Вступая в «меру возраста своего», человек сталкивается и взаимодействует с определенными обрядовыми формами, которые меняют его и тем самым обеспечивают его внутренний рост. Так, например, во время свадьбы невеста причитает, импровизируя, но при этом оставаясь в рамках заданной традицией поэтической формы. Предполагается, что она достигла определенного возрастного статуса, наделяющего ее правом публичной причети («правом причетного голоса»). Она знает, как причитать, потому что видела, как причитали другие, и чувствует в себе готовность к публичному исполнению причитания. Она подчиняется ожиданиям старших женщин, которые помогали ей голосить, произнося за нее ее слова (подобно тому, как это происходило на похоронах, когда причетницы говорили от лица умершего). В противоположность устоявшемуся мнению, мы не считаем, что свадебные причитания выражают печаль девушки, покидающей отчий дом, и, следовательно, свидетельствуют о жертвенной позиции замужней женщины[52]. Причитания в значительно большей степени являются инструментами определенной социальной процедуры – обряда перехода. Он оформляется текстами (в том числе и тайными), в которых говорится не только о печали невесты, но также о ее счастье, о ее страхах, о ее сожалениях и ее решимости. Как мы увидим ниже, публично исполняемые причитания варьируются: иногда нужно выразить почтение к своим родителям, а иногда – продемонстрировать преданность и покорность новой семье, причем демонстрация покорности не обязательно предполагает субъективное переживание этой покорности. Как утверждают Хэмфри и Лейдлоу, ритуалы оформляются дискурсом, который вынуждает на время отказываться от собственной агентивности во имя исполнения ритуального акта: «ты одновременно и автор, и не автор своих действий» [Humphrey, Laidlaw 1994: 99]. Проявление агентивности возможно не в исполнении ритуала, а в собственной интерпретации ритуальных действий или реакции на них [Там же: 102, 265].

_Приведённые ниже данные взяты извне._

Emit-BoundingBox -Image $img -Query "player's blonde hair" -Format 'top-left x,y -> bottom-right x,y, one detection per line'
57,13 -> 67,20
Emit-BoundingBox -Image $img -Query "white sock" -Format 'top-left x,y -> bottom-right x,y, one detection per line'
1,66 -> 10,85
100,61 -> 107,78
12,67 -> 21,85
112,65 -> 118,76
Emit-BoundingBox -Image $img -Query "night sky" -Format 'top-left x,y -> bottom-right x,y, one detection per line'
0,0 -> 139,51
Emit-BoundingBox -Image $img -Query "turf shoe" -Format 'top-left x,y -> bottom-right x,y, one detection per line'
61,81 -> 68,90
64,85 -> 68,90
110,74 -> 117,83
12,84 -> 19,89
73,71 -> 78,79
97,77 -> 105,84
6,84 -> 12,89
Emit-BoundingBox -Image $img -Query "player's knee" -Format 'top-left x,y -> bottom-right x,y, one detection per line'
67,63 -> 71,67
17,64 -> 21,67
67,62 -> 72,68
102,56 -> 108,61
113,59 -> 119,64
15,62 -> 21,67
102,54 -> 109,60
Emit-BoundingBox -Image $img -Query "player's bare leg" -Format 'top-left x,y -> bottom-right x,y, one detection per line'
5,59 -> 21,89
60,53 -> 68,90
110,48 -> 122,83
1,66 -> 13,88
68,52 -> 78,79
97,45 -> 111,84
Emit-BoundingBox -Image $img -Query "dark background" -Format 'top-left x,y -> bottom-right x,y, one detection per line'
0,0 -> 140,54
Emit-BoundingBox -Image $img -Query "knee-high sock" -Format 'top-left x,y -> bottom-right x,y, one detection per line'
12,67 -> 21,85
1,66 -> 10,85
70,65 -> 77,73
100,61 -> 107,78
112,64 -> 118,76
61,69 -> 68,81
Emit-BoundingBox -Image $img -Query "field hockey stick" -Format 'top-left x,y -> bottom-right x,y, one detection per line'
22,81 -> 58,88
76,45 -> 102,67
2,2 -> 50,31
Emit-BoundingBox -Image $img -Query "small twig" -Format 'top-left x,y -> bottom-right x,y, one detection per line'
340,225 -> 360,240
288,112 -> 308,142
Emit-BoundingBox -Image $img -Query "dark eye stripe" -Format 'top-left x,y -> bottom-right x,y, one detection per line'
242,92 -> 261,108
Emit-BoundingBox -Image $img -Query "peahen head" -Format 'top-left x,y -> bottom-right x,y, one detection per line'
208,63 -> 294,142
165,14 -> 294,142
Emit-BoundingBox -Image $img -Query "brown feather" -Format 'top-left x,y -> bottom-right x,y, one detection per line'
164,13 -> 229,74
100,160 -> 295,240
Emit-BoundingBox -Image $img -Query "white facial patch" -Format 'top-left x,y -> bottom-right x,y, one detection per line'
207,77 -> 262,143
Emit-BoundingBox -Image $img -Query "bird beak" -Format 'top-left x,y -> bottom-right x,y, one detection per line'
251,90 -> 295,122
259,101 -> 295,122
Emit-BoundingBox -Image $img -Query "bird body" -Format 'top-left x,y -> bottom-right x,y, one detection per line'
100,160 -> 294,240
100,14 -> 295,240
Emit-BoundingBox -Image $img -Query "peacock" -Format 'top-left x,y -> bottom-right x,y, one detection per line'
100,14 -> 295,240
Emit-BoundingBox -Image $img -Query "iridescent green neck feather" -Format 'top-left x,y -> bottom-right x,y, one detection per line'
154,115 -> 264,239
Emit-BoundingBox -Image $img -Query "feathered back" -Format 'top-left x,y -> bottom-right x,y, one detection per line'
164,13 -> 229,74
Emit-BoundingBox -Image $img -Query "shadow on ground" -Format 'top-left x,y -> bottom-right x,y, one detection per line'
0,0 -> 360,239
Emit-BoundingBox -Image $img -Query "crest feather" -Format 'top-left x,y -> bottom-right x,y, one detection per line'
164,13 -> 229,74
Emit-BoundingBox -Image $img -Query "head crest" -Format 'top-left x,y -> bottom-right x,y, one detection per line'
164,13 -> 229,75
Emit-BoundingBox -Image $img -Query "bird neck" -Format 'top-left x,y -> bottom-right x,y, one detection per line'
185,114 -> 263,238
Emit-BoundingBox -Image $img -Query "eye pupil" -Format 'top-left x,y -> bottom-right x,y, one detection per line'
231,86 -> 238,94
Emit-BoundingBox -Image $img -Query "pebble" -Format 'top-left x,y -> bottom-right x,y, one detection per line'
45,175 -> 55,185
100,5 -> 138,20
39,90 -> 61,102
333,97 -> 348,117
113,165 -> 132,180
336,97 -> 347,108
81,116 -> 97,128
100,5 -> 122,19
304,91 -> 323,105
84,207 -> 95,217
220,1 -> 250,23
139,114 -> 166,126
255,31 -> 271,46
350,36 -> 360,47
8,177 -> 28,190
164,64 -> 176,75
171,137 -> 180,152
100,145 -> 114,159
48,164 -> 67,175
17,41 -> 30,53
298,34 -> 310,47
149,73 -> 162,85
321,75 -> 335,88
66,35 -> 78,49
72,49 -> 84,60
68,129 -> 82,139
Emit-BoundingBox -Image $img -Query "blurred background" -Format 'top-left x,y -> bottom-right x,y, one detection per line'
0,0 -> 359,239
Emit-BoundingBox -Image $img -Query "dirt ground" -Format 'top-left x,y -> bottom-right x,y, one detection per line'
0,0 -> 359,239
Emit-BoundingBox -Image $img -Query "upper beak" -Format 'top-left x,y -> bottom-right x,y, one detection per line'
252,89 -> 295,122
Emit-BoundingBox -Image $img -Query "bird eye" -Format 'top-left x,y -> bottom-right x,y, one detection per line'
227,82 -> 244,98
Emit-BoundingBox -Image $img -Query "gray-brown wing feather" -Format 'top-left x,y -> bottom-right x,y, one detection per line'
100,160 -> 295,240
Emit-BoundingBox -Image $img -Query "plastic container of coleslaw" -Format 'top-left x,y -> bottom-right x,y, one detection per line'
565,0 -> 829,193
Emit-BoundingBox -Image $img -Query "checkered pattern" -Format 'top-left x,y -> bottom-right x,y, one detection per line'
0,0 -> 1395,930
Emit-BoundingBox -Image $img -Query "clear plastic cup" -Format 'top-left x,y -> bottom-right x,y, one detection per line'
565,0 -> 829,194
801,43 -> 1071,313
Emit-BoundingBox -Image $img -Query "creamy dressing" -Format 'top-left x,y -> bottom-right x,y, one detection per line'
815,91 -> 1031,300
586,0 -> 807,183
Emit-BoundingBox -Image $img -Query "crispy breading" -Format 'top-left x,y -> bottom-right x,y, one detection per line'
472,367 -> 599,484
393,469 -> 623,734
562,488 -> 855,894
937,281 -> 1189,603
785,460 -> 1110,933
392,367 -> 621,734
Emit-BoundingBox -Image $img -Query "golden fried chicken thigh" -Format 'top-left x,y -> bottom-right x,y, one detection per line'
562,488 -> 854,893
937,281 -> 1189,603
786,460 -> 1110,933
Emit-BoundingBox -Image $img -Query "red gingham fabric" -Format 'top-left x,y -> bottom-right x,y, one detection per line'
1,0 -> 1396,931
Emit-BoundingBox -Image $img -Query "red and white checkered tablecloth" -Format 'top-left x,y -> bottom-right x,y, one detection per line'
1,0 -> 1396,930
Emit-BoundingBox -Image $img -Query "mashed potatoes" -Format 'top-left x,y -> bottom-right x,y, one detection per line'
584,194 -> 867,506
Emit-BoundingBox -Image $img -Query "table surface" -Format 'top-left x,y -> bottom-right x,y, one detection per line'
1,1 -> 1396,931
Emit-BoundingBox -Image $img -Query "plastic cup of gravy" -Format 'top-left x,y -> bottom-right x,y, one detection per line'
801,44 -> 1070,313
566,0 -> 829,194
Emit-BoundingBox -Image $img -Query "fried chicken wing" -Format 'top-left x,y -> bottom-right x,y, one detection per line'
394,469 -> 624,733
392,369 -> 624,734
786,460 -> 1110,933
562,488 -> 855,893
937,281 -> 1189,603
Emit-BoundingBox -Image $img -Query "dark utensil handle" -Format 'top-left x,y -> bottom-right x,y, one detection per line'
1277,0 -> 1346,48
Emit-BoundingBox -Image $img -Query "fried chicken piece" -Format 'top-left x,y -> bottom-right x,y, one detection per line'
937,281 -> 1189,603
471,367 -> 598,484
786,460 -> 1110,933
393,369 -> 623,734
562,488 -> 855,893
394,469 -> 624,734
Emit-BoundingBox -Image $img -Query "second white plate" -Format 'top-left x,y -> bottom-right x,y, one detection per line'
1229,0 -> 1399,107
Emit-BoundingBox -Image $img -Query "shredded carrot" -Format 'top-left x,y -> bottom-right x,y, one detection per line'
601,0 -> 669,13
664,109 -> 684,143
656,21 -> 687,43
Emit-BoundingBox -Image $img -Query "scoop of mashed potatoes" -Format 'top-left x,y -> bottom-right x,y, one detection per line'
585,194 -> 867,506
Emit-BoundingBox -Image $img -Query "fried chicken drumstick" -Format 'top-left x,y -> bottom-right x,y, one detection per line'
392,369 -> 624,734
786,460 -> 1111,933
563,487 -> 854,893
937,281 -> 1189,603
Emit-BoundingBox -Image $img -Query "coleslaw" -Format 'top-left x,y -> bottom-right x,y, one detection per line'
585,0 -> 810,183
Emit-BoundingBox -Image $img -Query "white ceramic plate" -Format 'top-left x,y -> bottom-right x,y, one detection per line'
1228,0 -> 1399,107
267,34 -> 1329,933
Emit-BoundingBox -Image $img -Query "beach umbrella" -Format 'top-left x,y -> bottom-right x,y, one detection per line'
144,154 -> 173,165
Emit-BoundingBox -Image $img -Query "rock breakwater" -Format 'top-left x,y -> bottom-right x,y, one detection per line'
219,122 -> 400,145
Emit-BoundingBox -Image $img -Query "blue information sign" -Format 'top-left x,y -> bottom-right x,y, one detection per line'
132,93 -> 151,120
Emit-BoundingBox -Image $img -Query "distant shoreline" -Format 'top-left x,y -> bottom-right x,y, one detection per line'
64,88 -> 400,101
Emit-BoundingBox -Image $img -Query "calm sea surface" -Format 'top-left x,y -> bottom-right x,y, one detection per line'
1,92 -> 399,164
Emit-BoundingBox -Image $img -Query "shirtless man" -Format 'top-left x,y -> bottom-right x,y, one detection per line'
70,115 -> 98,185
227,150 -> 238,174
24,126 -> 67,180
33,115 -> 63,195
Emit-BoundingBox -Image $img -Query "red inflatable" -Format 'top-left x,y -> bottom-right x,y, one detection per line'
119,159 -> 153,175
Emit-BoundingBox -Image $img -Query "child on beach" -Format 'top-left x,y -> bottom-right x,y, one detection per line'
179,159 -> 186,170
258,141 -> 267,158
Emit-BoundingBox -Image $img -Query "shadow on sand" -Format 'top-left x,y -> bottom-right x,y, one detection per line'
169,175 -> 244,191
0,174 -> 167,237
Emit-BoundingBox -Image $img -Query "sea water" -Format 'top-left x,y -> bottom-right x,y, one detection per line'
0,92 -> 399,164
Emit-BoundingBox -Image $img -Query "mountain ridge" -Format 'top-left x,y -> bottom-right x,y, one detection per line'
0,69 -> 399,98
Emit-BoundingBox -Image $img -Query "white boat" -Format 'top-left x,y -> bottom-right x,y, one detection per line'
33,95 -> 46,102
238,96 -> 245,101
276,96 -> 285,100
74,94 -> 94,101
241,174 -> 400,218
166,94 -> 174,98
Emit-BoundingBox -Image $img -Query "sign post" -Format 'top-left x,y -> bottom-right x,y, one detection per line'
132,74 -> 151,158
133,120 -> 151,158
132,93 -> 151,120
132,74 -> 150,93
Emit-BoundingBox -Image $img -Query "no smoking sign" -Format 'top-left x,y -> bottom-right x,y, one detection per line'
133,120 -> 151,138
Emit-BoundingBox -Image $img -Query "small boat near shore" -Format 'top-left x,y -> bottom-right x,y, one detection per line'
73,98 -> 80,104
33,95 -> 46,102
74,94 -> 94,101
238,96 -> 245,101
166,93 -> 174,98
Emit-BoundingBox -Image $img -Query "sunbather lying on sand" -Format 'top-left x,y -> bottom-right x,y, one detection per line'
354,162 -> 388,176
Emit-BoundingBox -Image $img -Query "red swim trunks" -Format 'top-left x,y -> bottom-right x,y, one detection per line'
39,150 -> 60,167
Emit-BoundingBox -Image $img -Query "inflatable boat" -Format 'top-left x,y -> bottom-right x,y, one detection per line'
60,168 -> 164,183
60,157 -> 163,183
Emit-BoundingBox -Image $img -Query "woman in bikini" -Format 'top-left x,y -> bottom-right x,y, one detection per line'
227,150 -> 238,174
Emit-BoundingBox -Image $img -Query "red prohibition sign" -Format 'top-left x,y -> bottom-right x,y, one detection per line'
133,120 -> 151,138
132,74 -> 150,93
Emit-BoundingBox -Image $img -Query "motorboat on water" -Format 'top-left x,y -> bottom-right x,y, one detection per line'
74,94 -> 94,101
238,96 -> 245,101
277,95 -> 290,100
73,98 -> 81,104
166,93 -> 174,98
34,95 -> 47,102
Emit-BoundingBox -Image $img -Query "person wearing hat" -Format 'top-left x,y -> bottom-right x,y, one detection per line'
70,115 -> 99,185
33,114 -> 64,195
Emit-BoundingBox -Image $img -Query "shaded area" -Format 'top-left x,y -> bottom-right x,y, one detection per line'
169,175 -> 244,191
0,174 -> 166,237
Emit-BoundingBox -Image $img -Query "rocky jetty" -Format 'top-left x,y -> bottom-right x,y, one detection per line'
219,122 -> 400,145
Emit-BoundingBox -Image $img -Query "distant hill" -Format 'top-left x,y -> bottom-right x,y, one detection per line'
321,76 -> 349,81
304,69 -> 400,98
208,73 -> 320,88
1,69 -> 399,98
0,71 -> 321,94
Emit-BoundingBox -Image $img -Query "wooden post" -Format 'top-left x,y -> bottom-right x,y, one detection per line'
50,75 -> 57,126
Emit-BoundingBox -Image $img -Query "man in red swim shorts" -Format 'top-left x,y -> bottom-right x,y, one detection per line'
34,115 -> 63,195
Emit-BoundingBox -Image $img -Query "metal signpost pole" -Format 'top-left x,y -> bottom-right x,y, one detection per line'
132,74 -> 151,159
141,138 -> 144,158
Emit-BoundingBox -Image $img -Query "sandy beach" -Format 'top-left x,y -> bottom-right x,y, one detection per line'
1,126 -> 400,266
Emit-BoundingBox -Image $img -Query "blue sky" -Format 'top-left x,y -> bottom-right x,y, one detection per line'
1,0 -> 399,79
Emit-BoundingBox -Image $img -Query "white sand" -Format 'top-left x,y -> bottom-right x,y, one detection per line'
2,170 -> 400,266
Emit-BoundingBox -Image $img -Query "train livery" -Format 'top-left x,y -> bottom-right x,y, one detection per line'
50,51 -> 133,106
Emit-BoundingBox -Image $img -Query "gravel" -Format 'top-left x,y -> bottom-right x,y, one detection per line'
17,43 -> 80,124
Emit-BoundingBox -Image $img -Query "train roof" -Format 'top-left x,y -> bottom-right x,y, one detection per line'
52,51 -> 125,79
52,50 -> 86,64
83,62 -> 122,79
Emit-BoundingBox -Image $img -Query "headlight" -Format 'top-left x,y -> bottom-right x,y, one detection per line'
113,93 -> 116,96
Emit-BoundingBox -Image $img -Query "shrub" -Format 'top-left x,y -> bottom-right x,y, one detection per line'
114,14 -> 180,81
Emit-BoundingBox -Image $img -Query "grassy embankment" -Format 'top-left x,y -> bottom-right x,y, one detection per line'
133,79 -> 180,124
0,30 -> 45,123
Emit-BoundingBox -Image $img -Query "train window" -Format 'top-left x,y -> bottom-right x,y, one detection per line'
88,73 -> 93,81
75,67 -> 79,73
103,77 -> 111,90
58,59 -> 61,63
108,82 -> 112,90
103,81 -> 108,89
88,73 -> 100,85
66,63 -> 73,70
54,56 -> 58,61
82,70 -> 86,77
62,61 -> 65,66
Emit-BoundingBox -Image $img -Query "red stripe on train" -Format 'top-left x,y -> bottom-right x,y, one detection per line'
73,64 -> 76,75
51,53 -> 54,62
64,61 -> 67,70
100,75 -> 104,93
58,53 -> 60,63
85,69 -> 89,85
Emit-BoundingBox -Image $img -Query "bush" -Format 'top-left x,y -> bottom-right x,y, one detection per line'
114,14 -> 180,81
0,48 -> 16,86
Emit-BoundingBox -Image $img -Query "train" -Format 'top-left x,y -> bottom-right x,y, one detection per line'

По нашему мнению, причитания – не столько выражение чувств невесты, сколько социальная стратегия, посредством которой молодая женщина вводится в свою новую социальную роль. Чтобы этот переход состоялся, она должна пережить утрату прежней идентичности, что символизируется посредством «временной смерти». Ритуал вводит посвящаемую в пограничное пространство, находясь в котором она утрачивает знаки прежней идентичности (девичества); над ней совершается ряд процедур при полной ее пассивности: ее переодевают, за нее говорят, ведут под руки, как будто сама она не может идти. В результате этих действий, прожив свое бесстатусное состояние как состояние небытия, она вводится в социум, в котором перед ней стоит задача усвоения новой идентичности [Адоньева 1998а: 26 – 28; Адоньева 1998b: 63 – 65; Адоньева 1999; Адоньева 2004]. Любой конкретный фольклорный текст может соответствовать какому-либо реальному внутреннему переживанию или же может быть задан ситуацией публичного исполнения. Невозможно знать это наверняка: зачастую и сам исполнитель затрудняется определить, является ли то, что он чувствует, его собственным переживанием или же спровоцировано фольклорным текстом и ситуацией. То, что мы узнавали от наших собеседниц о традициях их юности и будем использовать в этой главе, представлено их рассказами о жизни. Последние, с одной стороны, подверглись воздействию механизмов, конструирующих память, и, с другой стороны – конкретной ситуации нашего разговора, однако в любом случае такие рассказы имели особую значимость как для нас, так и для наших собеседниц.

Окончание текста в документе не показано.